There was some initial challenges with this - the main one being around how the database interaction worked, as the workers would fail after periods of inactivity and then get auto restarted and work immediately. This turned out to be mainly due to how I’d pulled out the code from the API into the workers. Whereas the scripts in API run using the traditional method where the script gets called and does it’s thing (including setup) then dies, the WORKER scripts were long-term processes, so the DB connections were eventually timing out and the code was not designed to handle this.

Finally, more recently I added statistical information about domains and servers, which required another 2 containers:

  • INFLUXDB Container - Runs InfluxDB to store time-series data and provide a nice way to query it for graphing.
  • CHRONOGRAF Container - Runs Chronograf to allow me to easily pull out data from INFLUXDB for testing.

That’s quite a few containers to manage. To actually manage running them, I make use of Docker-Compose primarily (to set up the various networks, volumes, containers) etc. This works well for the most part, but there are a few limitations around how it deals with restarting containers that cause fairly substantial downtime with upgrading WEB or API. To get around this I wrote a small bit of orchestration scripting that uses docker-compose to scale the WEB and API containers up to 2 (Letting docker-compose do the actual creation of the new container), then manually kills off the older container and then scales them back down to 1. This seems to behave well.

So with all these containers hanging around, I needed a way to deal with exposing them to the web, and automating the process of ensuring they had SSL Certificates (using Let’s Encrypt). Fortunately Chris Smith has already solved this problem for the most part in a way that worked for what I needed. In a blog post he describes a set of docker containers he created that automatically runs nginx to proxy towards other internal containers and obtain appropriate SSL certificates using DNS challenges. For the most part all that was required was running this and adding some labels to my existing containers and that was that…

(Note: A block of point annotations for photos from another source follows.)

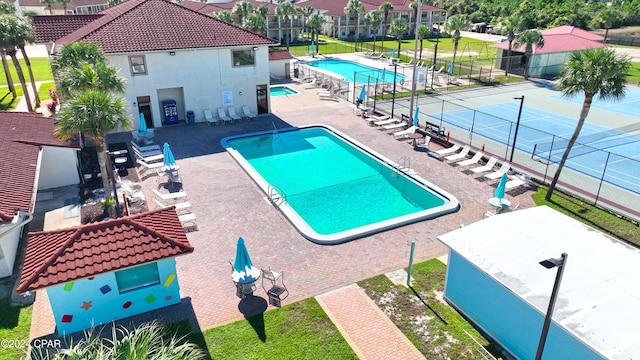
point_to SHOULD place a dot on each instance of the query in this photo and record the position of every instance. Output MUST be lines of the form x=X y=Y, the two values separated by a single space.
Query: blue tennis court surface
x=536 y=133
x=628 y=105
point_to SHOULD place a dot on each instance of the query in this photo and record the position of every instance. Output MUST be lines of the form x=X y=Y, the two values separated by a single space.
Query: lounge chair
x=209 y=117
x=233 y=115
x=169 y=196
x=474 y=160
x=487 y=167
x=181 y=207
x=497 y=174
x=247 y=113
x=403 y=133
x=223 y=116
x=446 y=151
x=462 y=154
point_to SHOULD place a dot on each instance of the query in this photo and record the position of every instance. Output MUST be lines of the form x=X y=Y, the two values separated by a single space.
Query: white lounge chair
x=223 y=116
x=487 y=167
x=474 y=160
x=169 y=196
x=497 y=174
x=233 y=115
x=181 y=207
x=462 y=154
x=209 y=117
x=447 y=151
x=247 y=113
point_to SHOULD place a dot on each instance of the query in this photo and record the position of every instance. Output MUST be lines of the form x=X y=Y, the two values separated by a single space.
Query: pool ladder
x=402 y=165
x=276 y=196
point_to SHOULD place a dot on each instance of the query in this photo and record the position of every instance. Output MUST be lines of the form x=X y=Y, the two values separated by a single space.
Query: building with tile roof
x=547 y=61
x=109 y=270
x=169 y=53
x=32 y=159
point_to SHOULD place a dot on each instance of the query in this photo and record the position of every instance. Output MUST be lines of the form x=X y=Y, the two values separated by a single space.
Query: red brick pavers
x=366 y=328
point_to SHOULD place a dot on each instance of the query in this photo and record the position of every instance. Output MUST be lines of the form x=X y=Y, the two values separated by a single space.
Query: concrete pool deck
x=228 y=204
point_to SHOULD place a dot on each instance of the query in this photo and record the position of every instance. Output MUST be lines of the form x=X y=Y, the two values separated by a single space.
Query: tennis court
x=629 y=105
x=536 y=137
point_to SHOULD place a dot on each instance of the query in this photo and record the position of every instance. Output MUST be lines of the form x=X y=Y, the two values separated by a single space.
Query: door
x=144 y=107
x=262 y=99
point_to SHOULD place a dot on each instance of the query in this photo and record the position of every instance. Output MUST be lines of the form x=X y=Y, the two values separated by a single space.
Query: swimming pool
x=346 y=70
x=330 y=187
x=281 y=90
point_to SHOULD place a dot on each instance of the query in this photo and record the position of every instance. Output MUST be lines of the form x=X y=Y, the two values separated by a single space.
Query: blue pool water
x=282 y=91
x=334 y=187
x=346 y=69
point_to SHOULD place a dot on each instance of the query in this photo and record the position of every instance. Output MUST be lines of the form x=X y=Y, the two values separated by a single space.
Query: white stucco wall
x=58 y=167
x=201 y=75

Except this didn’t quite work initially, as I couldn’t do the required DNS challenges unless I hosted my DNS somewhere else, so I ended up adding support for HTTP Challenges and then I was able to use this without needing to host DNS elsewhere. (And in return Chris has added support for using MyDNSHost for the DNS Challenges, so it’s a win-win). My orchestration script also handles setting up and running the automatic nginx proxy containers.

This brings me to the public-facing DNS Servers. These are currently the only bit not running in Docker (though they could). These run on some standard Ubuntu 16.04 VMs with a small setup script that installs bind and an extra service to handle automatically adding/removing zones based on a special “catalog zone” due to the versions of bind currently in use not yet supporting them natively. The transferring of zones between the frontend and the public servers is done using standard DNS Notify and AXFR. DNSSEC is handled by the backend server pre-signing the zones before sending them to the public servers, which never see the signing keys.

By splitting jobs up this way, in theory it should be possible in future (if needed) to move away from BIND to alternatives (such as PowerDNS or so).

As well as the public service that I’m running, all of the code involved (All the containers and all the Orchestration) is available on Github under the MIT License. Documentation is a little light (read: pretty non-existent) but it’s all there for anyone else to use/improve/etc.